Tatsächlich kam mich der Gedanke an, da ich vorher den hervorragenden Uli-Artikel über Neuwahlen gelesen hatte, dass vielleicht im Verbund mit der Lengsfeld-Lady so rein...

Man kann ja auch gedanklich aus allem mal etwas Gutes zu machen suchen. Lach.
Tatsächlich kam mich der Gedanke an, da ich vorher den hervorragenden Uli-Artikel über Neuwahlen gelesen hatte, dass vielleicht im Verbund mit der Lengsfeld-Lady so rein prophylaktisch vor einer möglichen Wahl das Negativ-Stimmungsbarometer mal gegen die Linke angeheizt werden sollte!

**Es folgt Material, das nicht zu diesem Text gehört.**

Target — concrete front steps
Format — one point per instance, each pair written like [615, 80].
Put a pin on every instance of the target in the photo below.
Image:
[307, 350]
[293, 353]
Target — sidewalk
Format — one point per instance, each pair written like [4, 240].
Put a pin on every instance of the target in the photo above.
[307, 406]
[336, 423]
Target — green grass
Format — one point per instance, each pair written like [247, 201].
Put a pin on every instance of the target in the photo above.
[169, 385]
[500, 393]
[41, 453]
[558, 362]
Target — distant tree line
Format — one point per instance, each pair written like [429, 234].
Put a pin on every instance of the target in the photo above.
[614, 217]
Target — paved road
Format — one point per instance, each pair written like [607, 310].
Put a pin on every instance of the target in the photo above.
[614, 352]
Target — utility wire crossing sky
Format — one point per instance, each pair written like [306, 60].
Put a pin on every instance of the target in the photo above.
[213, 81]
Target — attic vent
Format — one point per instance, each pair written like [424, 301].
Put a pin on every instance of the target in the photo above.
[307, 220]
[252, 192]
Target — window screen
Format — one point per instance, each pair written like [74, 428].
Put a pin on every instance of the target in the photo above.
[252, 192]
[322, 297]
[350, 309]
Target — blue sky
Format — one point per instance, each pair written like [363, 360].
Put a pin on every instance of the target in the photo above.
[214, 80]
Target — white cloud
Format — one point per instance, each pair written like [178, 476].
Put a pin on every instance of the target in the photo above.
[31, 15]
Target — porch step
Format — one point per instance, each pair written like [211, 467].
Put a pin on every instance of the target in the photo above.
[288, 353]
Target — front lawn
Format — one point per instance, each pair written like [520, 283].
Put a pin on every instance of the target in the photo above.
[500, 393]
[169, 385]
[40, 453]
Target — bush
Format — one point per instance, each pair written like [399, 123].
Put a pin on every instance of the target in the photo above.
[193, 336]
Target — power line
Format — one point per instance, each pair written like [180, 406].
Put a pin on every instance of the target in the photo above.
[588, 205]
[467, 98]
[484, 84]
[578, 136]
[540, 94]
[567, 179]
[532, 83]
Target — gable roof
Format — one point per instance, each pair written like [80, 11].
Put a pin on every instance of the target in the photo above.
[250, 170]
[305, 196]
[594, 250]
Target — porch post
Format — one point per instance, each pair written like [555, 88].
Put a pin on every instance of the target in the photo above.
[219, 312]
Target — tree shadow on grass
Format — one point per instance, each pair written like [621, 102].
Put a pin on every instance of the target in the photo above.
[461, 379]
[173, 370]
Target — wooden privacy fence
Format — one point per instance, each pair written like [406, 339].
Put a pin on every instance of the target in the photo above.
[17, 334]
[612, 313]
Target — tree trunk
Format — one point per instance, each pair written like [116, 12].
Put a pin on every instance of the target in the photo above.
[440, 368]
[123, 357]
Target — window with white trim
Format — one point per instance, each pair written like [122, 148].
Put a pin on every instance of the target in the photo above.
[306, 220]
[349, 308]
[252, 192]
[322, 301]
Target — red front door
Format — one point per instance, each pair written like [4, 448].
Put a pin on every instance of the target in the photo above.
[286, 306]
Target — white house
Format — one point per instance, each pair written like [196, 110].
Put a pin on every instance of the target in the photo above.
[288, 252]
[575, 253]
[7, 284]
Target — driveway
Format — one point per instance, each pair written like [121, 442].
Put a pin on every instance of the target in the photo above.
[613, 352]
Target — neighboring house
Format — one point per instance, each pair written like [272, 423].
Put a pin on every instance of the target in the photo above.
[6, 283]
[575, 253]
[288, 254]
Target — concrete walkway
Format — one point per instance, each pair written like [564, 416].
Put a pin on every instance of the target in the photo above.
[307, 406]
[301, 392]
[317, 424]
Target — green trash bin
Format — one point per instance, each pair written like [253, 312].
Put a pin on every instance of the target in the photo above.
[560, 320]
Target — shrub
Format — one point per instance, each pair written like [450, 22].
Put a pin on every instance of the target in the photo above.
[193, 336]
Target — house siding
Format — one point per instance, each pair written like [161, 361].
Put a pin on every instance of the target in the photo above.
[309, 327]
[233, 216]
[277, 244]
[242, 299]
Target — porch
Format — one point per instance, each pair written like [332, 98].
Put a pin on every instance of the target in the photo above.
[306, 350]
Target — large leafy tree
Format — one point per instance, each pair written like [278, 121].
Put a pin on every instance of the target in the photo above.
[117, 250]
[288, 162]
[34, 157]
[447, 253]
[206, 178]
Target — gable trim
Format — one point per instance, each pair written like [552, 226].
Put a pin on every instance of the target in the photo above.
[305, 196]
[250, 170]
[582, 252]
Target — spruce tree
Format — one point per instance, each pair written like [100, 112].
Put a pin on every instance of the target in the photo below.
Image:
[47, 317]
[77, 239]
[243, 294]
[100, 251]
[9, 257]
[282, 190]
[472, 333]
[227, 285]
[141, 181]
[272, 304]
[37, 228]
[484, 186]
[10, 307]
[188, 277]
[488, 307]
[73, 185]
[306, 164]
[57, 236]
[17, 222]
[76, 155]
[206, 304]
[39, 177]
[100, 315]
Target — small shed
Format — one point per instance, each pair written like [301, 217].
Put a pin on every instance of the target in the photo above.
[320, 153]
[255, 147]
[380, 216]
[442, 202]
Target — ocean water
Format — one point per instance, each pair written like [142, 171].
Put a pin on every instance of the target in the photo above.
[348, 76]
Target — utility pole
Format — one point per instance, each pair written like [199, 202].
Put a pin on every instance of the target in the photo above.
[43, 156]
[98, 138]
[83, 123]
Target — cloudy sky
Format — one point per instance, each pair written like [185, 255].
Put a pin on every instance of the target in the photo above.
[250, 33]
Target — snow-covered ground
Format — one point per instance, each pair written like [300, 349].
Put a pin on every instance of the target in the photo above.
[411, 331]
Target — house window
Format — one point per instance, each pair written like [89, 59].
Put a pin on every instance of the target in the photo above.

Vera Lengsfeld hat immer wieder "Karriere" in ihrer Ablehnung und Scheitern bei diversen Versuchen und Parteien gemacht. Zudem leckt sie ihre ganz persönlichen Wunden, die sie aus DDR-Zeiten erlitten hatte, da der eigene Ehemann sich später als Stasi-Mann herausgestellt und sie bespitzelt hatte. Das ist natürlich hart - aber dieses Trauma sollte sie anderweitig behandeln lassen, anstatt ihren Unmut gegen die Linke, der sich in zum Teil haarsträubenden Artikeln wiederspiegelt und die sie überall im Netz platziert als "Heilungschance" anzusehen.
Was für "Nappsülzen" sich da auf verantwortlichen Positionen tummeln, das sieht man an diesem Herrn Lutz von Selle. Wobei das "von" möglicherweise auf "degenerierten Adel" hinweist? Der Art: Ganz in Ordnung, nur im Kopf nicht? Na ja, mit Lengsfeld zusammen sind dann Profilneurotiker unter sich.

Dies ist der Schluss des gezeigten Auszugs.